During a casual trip with friends to Manitoba, Canada, he visited an eco-tourism site where he spotted a polar bear surrounded by — he still remembers — eight buggies: trucks with their loads of tourists.
“I found it a deeply disturbing spectacle. The polar bear was in the most unnatural of circumstances and I remember thinking: it isn’t for this that I’ve left a nice research job,” Banerjee said in a telephone interview.
He says he began to want to live alone in the wild with polar bears. “It was a romantic idea that has shattered over time,” Banerjee said. He began a 14-month, 6,000km journey through the National Arctic Wildlife Refuge.
He observed wildlife and the native human communities, the Gwich’in and the Inupiat, learning their way of life in the fragile habitat that studies have shown is among the most vulnerable to global warming.
But living in the Arctic is expensive, and Banerjee found himself with a $100,000 debt, having spent the $80,000 savings from his Boeing job and funds he had received from a non-government agency.

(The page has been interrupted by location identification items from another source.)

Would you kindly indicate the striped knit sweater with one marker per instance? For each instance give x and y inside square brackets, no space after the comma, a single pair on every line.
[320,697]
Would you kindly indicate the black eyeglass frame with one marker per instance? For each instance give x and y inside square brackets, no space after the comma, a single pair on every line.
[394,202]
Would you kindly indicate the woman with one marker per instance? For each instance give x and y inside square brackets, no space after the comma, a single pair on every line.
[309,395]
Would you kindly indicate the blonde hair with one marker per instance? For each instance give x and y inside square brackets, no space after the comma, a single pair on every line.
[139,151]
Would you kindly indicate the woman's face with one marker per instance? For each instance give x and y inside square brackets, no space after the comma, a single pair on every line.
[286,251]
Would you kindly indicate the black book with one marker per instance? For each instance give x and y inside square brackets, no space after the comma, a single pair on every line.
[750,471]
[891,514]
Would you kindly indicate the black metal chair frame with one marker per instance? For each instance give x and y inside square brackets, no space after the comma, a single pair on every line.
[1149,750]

Then, a Seattle publisher, The Mountaineers Books, published his first book, Arctic National Wildlife Refuge: Seasons of Life and Land, a comprehensive documentation of the wilderness he had explored. Many of his photographs, he concedes, “demand engagement from viewers”.
“You can call it a poetic approach (to photography), a slow engagement,” he said.
One of his images shows subtle claw marks made by a polar bear and her cub against the backdrop of a vast field of snow. Another image displays a herd of 13 musk oxen with a single tiny calf.
Last year, Banerjee put together a second book, Arctic Voices: Resistance at the Tipping Point, an anthology of writings, art and photographs by scientists, conservationists and visual artists.
Banerjee, whose parents and two siblings are in India, has in recent years tried to keep in touch with environmental issues in the country.
During a recent trip to India, he visited a Himalayan mountain village called Sarmoli, where an NGO called Maati is run by Malika Virdi. Banerjee and Virdi see parallels in their own activities.
Virdi, who quit city life to take up farming in Sarmoli in 1992, has worked with women on livelihood issues and ecological security, building networks and, as she puts it, “hanging together in happiness and sadness”.
“Her work is inspiring,” said Banerjee, who says he is looking forward to “engage in some way” with forests and local communities in India.
He concedes he has no firm project idea yet but hopes something will emerge to apply his brand of scholarship in India.
He has been thinking as much of the Sunderbans as of the Himalayan mountain forests. “It’s important for me to develop deep personal connections with the places.”